Human Action
1. The Problems
In the market economy in which all acts of interpersonal exchange are performed by the intermediary of money, the category of originary interest manifests itself primarily in the interest on money loans.
It has been pointed out already that in the imaginary construction of the evenly rotating economy the rate of originary interest is uniform. There prevails in the whole system only one rate of interest. The rate of interest on loans coincides with the rate of originary interest as manifested in the ration between prices of present and of future goods. We may call this rate the neutral rate of interest.
The evenly rotating economy presupposes neutral money. As money can never be neutral, special problems arise.
If the money relation--i.e., the ratio between the demand for and the supply of money for cash holding--changes, all prices of goods and services are affected. These changes, however, do not affect the prices of various goods and services at the same time and to the same extent. The resulting modifications in the wealth and income of various individuals can also alter the data determining the height of originary interest.

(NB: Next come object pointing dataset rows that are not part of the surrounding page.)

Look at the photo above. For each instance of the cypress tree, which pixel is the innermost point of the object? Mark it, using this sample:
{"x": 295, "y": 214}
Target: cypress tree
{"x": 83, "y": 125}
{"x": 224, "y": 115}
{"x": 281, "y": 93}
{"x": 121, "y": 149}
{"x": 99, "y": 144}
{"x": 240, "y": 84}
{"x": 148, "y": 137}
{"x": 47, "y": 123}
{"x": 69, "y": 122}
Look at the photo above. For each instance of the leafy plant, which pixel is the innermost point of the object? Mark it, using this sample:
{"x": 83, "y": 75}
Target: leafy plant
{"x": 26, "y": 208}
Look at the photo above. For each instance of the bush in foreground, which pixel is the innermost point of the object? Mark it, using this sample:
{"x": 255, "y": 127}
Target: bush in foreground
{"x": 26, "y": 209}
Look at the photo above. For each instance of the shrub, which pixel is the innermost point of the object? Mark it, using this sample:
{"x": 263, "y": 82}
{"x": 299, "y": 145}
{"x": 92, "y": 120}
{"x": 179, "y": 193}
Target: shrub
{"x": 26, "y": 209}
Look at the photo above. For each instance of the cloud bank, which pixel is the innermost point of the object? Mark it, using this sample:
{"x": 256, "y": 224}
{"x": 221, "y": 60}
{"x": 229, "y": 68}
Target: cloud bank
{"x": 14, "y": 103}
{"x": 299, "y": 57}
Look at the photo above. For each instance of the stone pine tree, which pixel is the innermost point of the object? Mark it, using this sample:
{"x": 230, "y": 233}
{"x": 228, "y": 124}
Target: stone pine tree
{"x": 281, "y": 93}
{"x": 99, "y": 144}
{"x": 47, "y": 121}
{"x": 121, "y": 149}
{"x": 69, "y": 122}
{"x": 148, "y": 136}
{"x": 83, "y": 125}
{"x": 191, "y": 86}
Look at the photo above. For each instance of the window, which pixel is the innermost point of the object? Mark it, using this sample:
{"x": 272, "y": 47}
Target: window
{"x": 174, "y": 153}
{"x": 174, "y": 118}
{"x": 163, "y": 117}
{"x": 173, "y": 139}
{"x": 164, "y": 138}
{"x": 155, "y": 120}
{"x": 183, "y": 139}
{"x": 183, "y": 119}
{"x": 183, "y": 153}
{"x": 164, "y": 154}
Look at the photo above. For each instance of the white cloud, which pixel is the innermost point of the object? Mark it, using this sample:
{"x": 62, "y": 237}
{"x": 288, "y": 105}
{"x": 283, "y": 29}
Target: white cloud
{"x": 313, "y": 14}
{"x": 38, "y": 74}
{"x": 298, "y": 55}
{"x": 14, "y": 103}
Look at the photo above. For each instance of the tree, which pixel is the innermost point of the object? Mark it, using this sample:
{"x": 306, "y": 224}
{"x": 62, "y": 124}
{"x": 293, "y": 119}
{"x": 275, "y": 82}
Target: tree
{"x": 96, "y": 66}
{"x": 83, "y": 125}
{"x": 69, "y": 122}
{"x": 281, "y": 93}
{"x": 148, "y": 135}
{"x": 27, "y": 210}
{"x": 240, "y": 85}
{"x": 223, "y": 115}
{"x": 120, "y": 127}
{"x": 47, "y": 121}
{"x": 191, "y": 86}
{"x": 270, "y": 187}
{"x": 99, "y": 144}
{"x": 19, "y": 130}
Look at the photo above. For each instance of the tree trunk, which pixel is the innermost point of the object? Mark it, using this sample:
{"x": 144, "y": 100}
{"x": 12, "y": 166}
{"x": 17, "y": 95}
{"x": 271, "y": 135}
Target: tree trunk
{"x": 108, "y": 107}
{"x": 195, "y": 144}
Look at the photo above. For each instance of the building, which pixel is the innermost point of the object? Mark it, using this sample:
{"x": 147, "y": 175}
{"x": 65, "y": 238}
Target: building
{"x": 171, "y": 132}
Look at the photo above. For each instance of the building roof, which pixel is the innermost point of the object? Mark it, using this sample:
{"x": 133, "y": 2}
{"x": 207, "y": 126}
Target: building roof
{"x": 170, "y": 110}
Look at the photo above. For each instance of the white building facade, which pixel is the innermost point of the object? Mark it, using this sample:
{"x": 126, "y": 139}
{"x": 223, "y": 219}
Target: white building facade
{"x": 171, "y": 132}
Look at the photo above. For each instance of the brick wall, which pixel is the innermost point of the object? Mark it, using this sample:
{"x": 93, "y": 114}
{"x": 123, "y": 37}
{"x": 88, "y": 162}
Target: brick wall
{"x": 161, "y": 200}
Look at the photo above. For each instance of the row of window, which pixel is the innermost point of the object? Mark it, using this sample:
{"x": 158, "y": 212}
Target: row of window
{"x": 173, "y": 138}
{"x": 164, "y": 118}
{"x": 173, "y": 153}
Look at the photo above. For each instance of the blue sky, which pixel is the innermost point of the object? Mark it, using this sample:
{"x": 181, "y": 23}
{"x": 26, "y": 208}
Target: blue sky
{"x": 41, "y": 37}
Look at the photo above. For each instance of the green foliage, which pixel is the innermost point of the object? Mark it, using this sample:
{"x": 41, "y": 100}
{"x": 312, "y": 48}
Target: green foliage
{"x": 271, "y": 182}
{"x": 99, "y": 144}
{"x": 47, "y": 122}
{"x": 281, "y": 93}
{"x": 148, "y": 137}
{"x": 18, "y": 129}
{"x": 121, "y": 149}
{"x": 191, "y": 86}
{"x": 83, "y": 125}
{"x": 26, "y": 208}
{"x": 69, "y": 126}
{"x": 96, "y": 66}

The final state of the rate of originary interest to the establishment of which the system tends after the appearance of changes in the money relation, is no longer that final state toward which it had tended before. Thus, the driving force of money has the power to bring about lasting changes in the final rate of originary interest and neutral interest.
Then there is a second, even more momentous, problem which, of course, may also be looked upon as another aspect of the same problem. Changes in the money relation may under certain circumstances first affect the loan market rate of interest on loans, which we may call the gross money (or market) rate of interest. Can such changes in the gross money rate cause the net rate of interest included in it to deviate lastingly from the height which corresponds to the [p. 539] rate of originary interest, i.e., the difference between the valuation of present and future goods? Can events on the loan market partially or totally eliminate originary interest? No economist will hesitate to answer these questions in the negative. But then a further problem arises: How does the interplay of the market factors readjust the gross money rate to the height conditioned by the rate of originary interest?
These are great problems. These were the problems economists tried to solve in discussing banking, fiduciary media and circulation credit, credit expansion, gratuitousness or nongratuitousness of credit, the cyclical movements of trade, and all other problems of indirect exchange.